Blending 3D Geometry and Machine Learning for Multi-View Stereopsis

Prepring-ArXiv

Authors: Vibhas K. Vats, Md. Alimoor Reza, David J. Crandall, and Soon-heung Jung

NOTE: Please contact Vibhas Vats (vkvatsdss@gamil.com) for any help.

Abstract

Traditional multi-view stereo (MVS) methods primarily depend on photometric and geometric consistency constraints. In contrast, modern learning-based algorithms often rely on the plane sweep algorithm to infer 3D geometry, applying explicit geometric consistency (GC) checks only as a post-processing step, with no impact on the learning process itself. In this work, we introduce GC-MVSNet++, a novel approach that actively enforces geometric consistency of reference view depth maps across multiple source views (multi-view) and at various scales (multi-scale) during the learning phase (see Fig. 1 above). This integrated GC check significantly accelerates the learning process by directly penalizing geometrically inconsistent pixels, effectively halving the number of training iterations compared to other MVS methods. Furthermore, we introduce a densely connected cost regularization network with two distinct block designs—simple and feature-dense—optimized to harness dense feature connections for enhanced regularization. Extensive experiments demonstrate that our approach achieves a new state-of-the-art on the DTU and BlendedMVS datasets secure second place on the Tanks and Temples benchmark. To our knowledge, GC-MVSNet++ is the first method to enforce multi-view, multi-scale geometric consistency during learning.

GC-MVSNet++ Architecture

Cloning the Repo

Our code is tested with Python==3.9 and above, PyTorch==2.0 and above, CUDA==10.8 and above on LINUX systems with NVIDIA GPUs.

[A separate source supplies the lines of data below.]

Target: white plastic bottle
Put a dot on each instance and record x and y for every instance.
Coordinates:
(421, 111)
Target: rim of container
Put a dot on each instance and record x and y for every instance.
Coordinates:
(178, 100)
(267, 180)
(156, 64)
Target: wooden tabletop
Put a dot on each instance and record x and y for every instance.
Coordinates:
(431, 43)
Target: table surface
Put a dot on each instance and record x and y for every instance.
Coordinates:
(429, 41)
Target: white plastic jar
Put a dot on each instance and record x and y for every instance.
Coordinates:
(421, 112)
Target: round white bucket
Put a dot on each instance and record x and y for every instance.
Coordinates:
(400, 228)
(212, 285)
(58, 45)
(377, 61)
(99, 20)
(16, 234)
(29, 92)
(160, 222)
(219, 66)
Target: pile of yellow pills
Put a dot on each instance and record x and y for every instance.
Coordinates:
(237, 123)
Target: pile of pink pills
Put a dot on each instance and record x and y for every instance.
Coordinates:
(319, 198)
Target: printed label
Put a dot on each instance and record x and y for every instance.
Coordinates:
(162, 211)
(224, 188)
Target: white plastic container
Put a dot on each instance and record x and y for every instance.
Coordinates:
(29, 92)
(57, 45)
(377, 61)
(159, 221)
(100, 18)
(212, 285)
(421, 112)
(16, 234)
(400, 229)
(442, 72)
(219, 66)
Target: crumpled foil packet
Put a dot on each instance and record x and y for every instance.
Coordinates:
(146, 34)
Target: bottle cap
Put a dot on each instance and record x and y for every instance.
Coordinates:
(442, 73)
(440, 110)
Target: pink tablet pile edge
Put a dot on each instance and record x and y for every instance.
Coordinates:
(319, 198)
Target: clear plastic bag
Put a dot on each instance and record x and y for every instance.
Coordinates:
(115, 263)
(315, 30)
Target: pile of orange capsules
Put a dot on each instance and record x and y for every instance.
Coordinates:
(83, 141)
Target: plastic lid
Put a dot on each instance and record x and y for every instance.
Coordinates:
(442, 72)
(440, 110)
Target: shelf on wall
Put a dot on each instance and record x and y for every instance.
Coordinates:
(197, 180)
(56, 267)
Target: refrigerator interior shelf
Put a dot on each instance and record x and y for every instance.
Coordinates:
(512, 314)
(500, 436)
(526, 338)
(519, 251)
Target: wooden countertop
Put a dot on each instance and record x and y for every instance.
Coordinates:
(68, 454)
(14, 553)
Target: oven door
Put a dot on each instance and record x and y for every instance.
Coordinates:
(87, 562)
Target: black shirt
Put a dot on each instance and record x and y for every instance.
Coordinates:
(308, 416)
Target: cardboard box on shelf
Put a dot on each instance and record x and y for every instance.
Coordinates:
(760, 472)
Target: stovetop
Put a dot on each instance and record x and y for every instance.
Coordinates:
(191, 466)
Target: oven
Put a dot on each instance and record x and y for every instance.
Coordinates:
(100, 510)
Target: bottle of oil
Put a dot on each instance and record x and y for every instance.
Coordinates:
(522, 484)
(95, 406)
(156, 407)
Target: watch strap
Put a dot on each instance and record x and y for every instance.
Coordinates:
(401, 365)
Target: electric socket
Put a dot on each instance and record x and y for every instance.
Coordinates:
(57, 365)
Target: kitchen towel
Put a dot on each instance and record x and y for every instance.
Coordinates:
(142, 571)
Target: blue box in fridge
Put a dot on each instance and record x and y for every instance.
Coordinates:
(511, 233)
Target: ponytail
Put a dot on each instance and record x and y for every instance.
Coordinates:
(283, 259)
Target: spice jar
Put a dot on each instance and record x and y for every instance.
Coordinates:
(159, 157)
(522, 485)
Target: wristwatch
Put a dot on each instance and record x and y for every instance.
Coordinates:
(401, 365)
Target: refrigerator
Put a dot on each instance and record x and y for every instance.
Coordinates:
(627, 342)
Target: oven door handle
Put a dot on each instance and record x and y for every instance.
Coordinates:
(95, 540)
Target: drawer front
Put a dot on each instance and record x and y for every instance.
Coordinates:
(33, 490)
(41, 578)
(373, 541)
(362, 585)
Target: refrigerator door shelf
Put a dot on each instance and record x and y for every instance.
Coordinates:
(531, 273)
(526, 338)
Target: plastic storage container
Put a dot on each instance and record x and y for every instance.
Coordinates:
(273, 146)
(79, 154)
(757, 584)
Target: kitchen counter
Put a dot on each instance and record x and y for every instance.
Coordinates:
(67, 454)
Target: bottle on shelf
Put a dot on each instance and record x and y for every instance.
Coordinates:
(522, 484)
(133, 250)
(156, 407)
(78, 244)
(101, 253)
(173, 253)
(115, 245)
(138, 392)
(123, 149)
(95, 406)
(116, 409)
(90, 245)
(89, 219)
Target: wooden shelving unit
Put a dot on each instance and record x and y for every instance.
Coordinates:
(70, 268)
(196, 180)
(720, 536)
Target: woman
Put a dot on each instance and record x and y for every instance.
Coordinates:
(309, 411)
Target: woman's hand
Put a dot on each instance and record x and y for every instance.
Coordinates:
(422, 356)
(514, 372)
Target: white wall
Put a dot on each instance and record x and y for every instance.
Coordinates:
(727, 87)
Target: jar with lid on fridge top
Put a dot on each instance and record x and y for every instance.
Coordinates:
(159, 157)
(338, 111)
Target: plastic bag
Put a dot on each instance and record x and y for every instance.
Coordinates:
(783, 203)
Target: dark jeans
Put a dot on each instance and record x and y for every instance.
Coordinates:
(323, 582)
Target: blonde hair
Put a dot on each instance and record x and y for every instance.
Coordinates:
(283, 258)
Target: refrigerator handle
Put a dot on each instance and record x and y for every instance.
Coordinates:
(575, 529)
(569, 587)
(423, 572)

To use GC-MVSNet, clone this repo:

git clone 
cd GC-MVSNet

Data preparation

In GC-MVSNet, we mainly use DTU, BlendedMVS and Tanks and Temples to train and evaluate our models. You can prepare the corresponding data by following the instructions below.

DTU

For DTU training set, you can download the preprocessed DTU training data and Depths_raw (both from Original MVSNet), and unzip them to construct a dataset folder like:

dtu_training
 ├── Cameras
 ├── Depths
 ├── Depths_raw
 └── Rectified

For DTU testing set, you can download the preprocessed DTU testing data (from Original MVSNet) and unzip it as the test data folder, which should contain one cams folder, one images folder and one pair.txt file.

BlendedMVS

We use the low-res set of BlendedMVS dataset for both training and testing. You can download the low-res set from orignal BlendedMVS and unzip it to form the dataset folder like below:

BlendedMVS
 ├── 5a0271884e62597cdee0d0eb
 │     ├── blended_images
 │     ├── cams
 │     └── rendered_depth_maps
 ├── 59338e76772c3e6384afbb15
 ├── 59f363a8b45be22330016cad
 ├── ...
 ├── all_list.txt
 ├── training_list.txt
 └── validation_list.txt

Tanks & Temples

Download our preprocessed Tanks and Temples dataset and unzip it to form the dataset folder like below:

tankandtemples
 ├── advanced
 │  ├── Auditorium
 │  ├── Ballroom
 │  ├── ...
 │  └── Temple
 └── intermediate
        ├── Family
        ├── Francis
        ├── ...
        └── Train

TRAINING

Training on DTU

Set the configuration in train.sh:

MVS_TRAINING: traing data path
LOG_DIR: checkpoint saving path
MASK_TYPE: mask name
CONS2INCO_TYPE: type of averaging operatio for geometric mask
AVERAGE_WEIGHT_GAP: decide the range of geometric penalty
OPERATION: operation between penalty and per-pixel error
nviews: nviews for the network, default 5
GEO_MASK_SUM_TH: value of M
R_DEPTH_MIN_THRESH: stage-wise RDD threshold
DIST_THRESH: stage-wise PDE threshold
LR: learning rate
LREPOCHS: learning rate decay epochs:decay factor
weight_decay: weight decay term
EPOCHS: training epochs
NGPUS: no of gpus
BATCH_SIZE: batch size
ndepths: stage-wise number of depth hypothesis planes
DLOSSW: stage-wise weights for loss terms
depth_interval_ratio: depth interval ratio

Finetune on BlendedMVS

For a fair comparison with other SOTA methods on Tanks and Temples benchmark, we finetune our model on BlendedMVS dataset after training on DTU dataset.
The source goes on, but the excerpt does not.